ZTE preps gigabit phone for Mobile World Congress, but kills Hawkeye campaign

ZTE pulled the plug on its Hawkeye phone, but the company is preparing to showcase a new phone that will support speeds of 1 Gbps.

The Chinese vendor killed a Kickstarter campaign for the Hawkeye, which was also dubbed the Project CSX phone, after raising only $36,245—a small fraction of the $500,000 it hoped to raise. The phone was designed to have features that had been crowdsourced and approved by would-be users, but ZTE said it is rethinking its strategy.

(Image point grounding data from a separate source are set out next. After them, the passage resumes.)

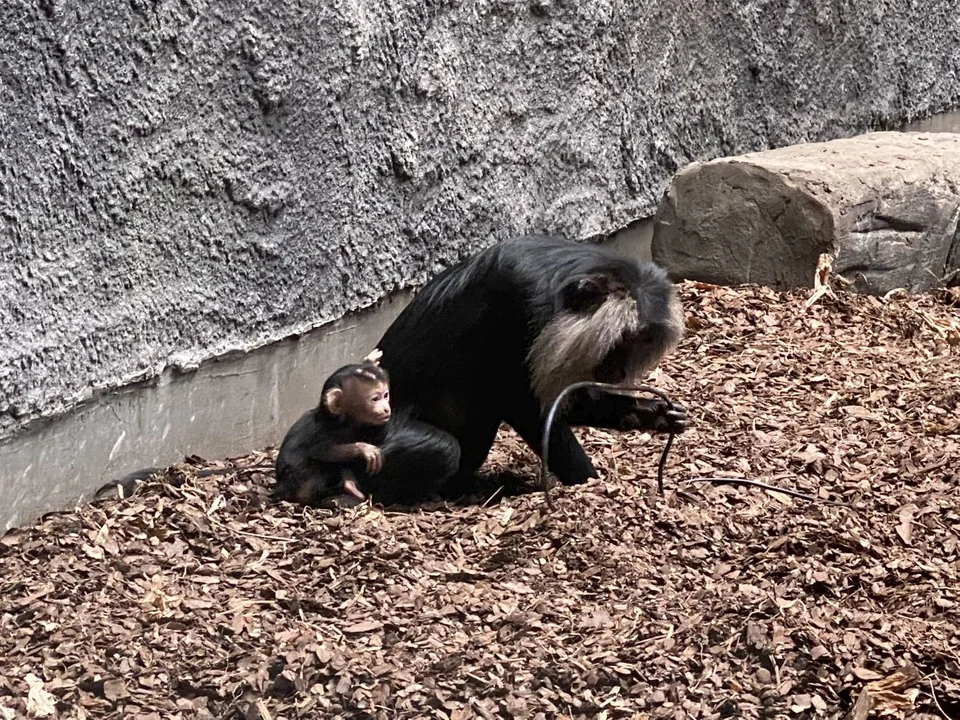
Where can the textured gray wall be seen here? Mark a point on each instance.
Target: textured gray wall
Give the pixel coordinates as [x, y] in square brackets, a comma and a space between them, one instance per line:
[179, 177]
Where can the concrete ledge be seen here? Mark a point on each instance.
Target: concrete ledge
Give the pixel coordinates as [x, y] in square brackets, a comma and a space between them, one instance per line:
[228, 406]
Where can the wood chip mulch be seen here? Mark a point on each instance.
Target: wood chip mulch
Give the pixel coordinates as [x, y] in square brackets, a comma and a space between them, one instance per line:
[198, 598]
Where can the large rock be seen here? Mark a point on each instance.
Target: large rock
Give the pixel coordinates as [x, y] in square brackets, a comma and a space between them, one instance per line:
[885, 205]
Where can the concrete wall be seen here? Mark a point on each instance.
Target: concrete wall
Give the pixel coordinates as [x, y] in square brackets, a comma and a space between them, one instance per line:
[179, 178]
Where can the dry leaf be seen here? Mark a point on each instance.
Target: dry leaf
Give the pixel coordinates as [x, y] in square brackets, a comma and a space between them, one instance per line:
[40, 703]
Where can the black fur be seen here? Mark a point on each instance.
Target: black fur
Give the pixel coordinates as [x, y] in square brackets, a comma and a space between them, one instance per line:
[458, 354]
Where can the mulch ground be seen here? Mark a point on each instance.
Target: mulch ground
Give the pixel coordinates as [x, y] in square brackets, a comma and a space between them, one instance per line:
[198, 598]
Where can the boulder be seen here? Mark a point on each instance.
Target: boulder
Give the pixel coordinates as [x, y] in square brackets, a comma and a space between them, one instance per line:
[885, 205]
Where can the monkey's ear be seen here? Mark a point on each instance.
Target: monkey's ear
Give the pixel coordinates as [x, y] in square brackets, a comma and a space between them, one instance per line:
[333, 401]
[585, 293]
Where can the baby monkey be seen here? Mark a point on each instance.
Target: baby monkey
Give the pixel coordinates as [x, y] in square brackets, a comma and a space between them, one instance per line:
[334, 444]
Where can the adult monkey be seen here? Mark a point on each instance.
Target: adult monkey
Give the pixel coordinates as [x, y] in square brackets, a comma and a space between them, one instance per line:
[496, 338]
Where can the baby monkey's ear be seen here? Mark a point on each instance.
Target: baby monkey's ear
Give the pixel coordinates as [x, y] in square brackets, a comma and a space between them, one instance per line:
[333, 401]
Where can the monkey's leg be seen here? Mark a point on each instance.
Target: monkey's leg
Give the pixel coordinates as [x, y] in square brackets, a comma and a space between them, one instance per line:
[567, 457]
[418, 459]
[593, 408]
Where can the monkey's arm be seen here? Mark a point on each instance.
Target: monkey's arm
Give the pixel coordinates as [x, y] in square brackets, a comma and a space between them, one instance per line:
[592, 408]
[337, 452]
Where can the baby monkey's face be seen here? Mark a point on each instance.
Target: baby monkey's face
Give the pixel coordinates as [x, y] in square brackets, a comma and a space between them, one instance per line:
[373, 403]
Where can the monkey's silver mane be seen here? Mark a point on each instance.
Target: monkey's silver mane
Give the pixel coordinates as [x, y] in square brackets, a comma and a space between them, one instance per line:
[572, 345]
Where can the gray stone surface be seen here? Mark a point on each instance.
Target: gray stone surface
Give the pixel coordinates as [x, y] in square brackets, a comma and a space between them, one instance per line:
[179, 177]
[885, 205]
[228, 407]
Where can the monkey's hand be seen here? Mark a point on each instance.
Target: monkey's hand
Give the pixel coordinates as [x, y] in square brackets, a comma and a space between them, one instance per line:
[371, 455]
[669, 417]
[625, 412]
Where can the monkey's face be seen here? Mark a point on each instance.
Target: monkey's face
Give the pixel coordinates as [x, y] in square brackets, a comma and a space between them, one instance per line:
[604, 329]
[368, 403]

“Project CSX has always been about going against the norm and trying something different,” ZTE wrote in a blog post on Kickstarter’s site. “Based on the feedback we’ve received on both Kickstarter and our own Z-Community forum, we’ve decided to phase out this campaign; however, this doesn’t mean the project is over. We are reevaluating the device for the winning Project CSX idea—an eye-tracking feature with self-adhesive backing—and it will be implemented based on your feedback.”

In a separate announcement, ZTE said it will use the upcoming Mobile World Congress show in Barcelona, Spain, to trot out the ZTE Gigabit Phone. The handset will be one of the first to support gigabit LTE and will also offer 360-degree panoramic VR video and instant cloud storage, among other features, although LTE didn’t disclose many other details about the device.

ZTE’s next phone will be introduced as U.S. carriers race to achieve 1 Gbps speeds this year. AT&T recently said it expects to reach peak theoretical speeds of up to 1 Gbps “at some cell sites” this year, and Sprint CTO John Saw said his company expects to approach “1 Gbps class speed boundaries, on all our licensed spectrum” using 256 QAM, massive MIMO and three-channel carrier aggregation. Meanwhile, T-Mobile CTO Neville Ray has vowed that his carrier “will absolutely be first to gigabit speeds.”